|Connolly shows a photo she took of the Weinberg marquee in Frederick
when Fugazi played there many moons ago.
The evening began with a heartfelt statement from Frederick’s own Andy Stout (Miss Lonelyheart) on how the event was made possible and his own relations and experiences to the DC punk scene over the years, including opening for some of the bands mentioned later on. Afterwards, Schneider discussing details about the upcoming film Punk the Capital before screening some outtakes from the project. It first included a legendary radio benefit fundraiser which The Cramps, Urban Verbs and The Chumps played that really got a lot of younger minds to embrace punk in the nation’s capital. Next was a bit on the rebellious and uncontrollable SNL performance in which Fear took the stage and incited a riot-like scene and destroyed a lot of expensive equipment, and for this we have John Belushi to thank as he recruited the band for the show (Connolly and other DC punks were in the audience. She recalled a funny tidbit where a pumpkin was smashed on stage right before the camera was cut off). One of the last segments that was especially relevant to Frederick was the zine section that went through many independent DIY publications discussing music, art and politics which is what Subversive Zine (who sponsored the event) has been able to do for some time now.
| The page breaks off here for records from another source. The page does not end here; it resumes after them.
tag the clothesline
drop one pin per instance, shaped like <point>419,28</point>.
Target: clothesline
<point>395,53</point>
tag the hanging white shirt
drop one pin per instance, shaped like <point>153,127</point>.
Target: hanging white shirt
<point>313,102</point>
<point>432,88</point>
All in all, I’m looking forward to when the full film comes out in the Spring of 2019.
|Andy Stout opens the night and thanks those who made it possible.
Photo by: Tom Berard
Next, Cynthia Connolly presented two different slideshows based on the book she helped create and publish: Banned in DC. Her first slideshow consisted of her recent art and how the DC punk scene really influenced her current work and the DIY ethos that can inspire many to get out and do something, a recurring message throughout the night.
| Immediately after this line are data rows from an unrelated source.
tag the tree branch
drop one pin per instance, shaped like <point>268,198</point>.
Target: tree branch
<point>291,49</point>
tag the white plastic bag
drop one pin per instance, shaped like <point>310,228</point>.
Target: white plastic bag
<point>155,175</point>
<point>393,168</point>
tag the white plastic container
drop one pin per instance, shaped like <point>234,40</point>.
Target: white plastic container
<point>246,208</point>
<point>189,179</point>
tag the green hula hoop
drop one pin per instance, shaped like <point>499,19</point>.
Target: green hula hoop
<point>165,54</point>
The second slideshow comprised of many photos from concerts as well as vintage show flyers and other saved music relics. Connolly discussed her experience in putting together the book and the trials and tribulations that nearly stopped the book from coming out – many publishers refused to put the book out because of its punk contents and mild nudity.
The coolest part of the event had to be the attendance of many locals who were involved in the punk scene in the time period the book details. Slickee Boy Marshall Keith, Marginal Man’s Mike Manos and prominent Cramps Bad Music For Bad People cover artist Stephen Blickenstaff.
All in all, Connolly and Schneider expressed the desire for everyone in the audience to continue making music/art and to support the local scene. It only takes a few people to impact the lives of so many.